When the dust has settled, and the return stamp is in the passport, and the presents are all opened by families who have welcomed back intrepid global community builders, all we each has left is a series of discrete memories. And, for each of us, we stop and ask ourselves, I suppose (and dare to hope), “So, now what?” So what that we truly created what felt like real professional and personal connections with people whose daily lives could not be more different?
Searching for answers to “weave” (yes, eduWeavers was explicitly named to be able to speak about all of our interwoven relationships in an educational setting) together seemingly disparate activities, discussions, and goals, I asked my students to reflect upon a picture taken during the visit of eSibonisweni students to Saint Mark’s.
eSibonisweni Students Vounteer as Food Servers at Glide Church in San Francisco
I asked them to be as literal or creative as they wished for a one-hour free write with the above photo as a prompt. Experience has taught me that sometimes a lot of freedom elicits the most authentic responses. So, I did not even tell the students that they needed to comment on the visit. (A few wrote very interesting stories that were totally unrelated to the eSibonisweni visit.)
Below are some excerpts from student work:
“There once were several kids from South Africa….they thought America was a rich place where everyone was wealthy or a place where everyone worked together in harmony. However, after arriving it became very clear that America is not so different from South Africa. There were big cities, but also more rural areas.

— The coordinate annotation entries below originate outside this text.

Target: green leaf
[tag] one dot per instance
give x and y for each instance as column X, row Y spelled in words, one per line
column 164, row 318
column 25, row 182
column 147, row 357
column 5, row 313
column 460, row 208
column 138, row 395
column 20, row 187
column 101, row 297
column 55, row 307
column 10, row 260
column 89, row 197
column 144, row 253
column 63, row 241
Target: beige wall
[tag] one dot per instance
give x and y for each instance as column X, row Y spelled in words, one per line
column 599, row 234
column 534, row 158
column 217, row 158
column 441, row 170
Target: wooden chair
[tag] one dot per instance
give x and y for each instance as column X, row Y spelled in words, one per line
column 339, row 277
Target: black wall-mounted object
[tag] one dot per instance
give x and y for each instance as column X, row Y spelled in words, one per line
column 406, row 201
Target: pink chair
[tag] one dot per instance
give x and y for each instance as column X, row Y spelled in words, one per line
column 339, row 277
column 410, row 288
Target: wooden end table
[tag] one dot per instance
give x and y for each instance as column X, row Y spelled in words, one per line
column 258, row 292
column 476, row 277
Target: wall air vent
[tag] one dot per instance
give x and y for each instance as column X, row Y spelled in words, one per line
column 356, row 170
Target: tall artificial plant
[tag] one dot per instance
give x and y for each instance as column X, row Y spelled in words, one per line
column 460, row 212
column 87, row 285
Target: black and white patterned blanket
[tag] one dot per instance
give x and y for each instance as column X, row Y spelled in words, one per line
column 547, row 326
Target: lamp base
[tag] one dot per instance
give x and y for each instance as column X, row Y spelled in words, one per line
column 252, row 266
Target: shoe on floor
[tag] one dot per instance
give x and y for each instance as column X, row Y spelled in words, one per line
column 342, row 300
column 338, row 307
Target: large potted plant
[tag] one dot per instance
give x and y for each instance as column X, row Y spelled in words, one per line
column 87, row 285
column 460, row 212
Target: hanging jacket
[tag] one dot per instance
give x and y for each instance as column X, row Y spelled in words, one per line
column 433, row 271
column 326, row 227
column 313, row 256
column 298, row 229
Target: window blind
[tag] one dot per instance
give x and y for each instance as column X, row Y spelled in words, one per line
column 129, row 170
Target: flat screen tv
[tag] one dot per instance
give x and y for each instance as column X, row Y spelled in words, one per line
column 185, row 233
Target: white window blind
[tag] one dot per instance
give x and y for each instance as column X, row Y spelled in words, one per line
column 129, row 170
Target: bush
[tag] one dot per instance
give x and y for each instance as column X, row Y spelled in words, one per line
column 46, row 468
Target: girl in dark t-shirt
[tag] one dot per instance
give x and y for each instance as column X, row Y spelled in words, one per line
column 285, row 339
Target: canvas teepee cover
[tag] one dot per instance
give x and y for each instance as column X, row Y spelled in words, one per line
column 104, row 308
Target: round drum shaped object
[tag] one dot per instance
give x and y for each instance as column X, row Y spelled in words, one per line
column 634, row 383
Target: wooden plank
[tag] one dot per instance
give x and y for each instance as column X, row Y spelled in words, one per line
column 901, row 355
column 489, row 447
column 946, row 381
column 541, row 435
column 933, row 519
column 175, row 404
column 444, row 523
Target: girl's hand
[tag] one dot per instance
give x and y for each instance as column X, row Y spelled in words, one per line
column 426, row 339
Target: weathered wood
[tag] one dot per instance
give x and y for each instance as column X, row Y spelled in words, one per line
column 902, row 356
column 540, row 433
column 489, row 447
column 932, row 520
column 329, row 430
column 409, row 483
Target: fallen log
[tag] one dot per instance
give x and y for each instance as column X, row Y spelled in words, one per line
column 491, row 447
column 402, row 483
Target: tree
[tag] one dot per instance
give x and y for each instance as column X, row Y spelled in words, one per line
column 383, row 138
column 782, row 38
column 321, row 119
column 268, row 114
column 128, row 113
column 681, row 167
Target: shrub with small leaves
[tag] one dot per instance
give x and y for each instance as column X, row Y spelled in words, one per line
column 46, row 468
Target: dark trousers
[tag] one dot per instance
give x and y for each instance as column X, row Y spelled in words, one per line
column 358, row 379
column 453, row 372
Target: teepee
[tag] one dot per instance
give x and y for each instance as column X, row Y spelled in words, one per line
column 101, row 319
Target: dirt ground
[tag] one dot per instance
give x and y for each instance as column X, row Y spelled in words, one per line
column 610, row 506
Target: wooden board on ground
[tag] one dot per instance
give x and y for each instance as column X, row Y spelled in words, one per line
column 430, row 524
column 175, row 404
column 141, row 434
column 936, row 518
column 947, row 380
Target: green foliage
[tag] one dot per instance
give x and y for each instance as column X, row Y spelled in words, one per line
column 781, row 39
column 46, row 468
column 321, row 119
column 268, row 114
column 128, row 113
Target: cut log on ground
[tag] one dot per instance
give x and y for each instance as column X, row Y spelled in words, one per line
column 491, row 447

There were fairly rich people, but there were also poor people. One day the kids went to to Glide to serve lunch along with members of a school called Saint Mark’s. At Glide the kids from South Africa learned about the various communities in the Bay Area, and they created friendships based upon helping each other out.”
“For some reason I couldn’t sleep that night. All I could think of was what it be like to live in South Africa with a tiny bit of money. What did he think of my big house, my hot shower, my dad’s new car?”
“When the learners and teachers came from South Africa, I felt like they were shy at first…By the end, they were having lots of fun, and they were very good friends to me. It just took time to get to know us well….I really miss them, and they will be in my memories forever and ever.”
And so, as I reflect on these baby steps towards connecting students across the globes in a common purpose – learning to understand and respect “the other” – I feel profoundly happy. No one said learning to run was easy, but we do it, one step at a time. And the “so, now what?”, well luckily I now have a room full of seventh graders and a school-wide community to brainstorm with me about that. Most importantly, I have a group of colleagues across the world who feel empowered to have their voice heard in answering that question, too. Our “global village” and collaborative process just happens to be connected by and facilitated with a satellite dish.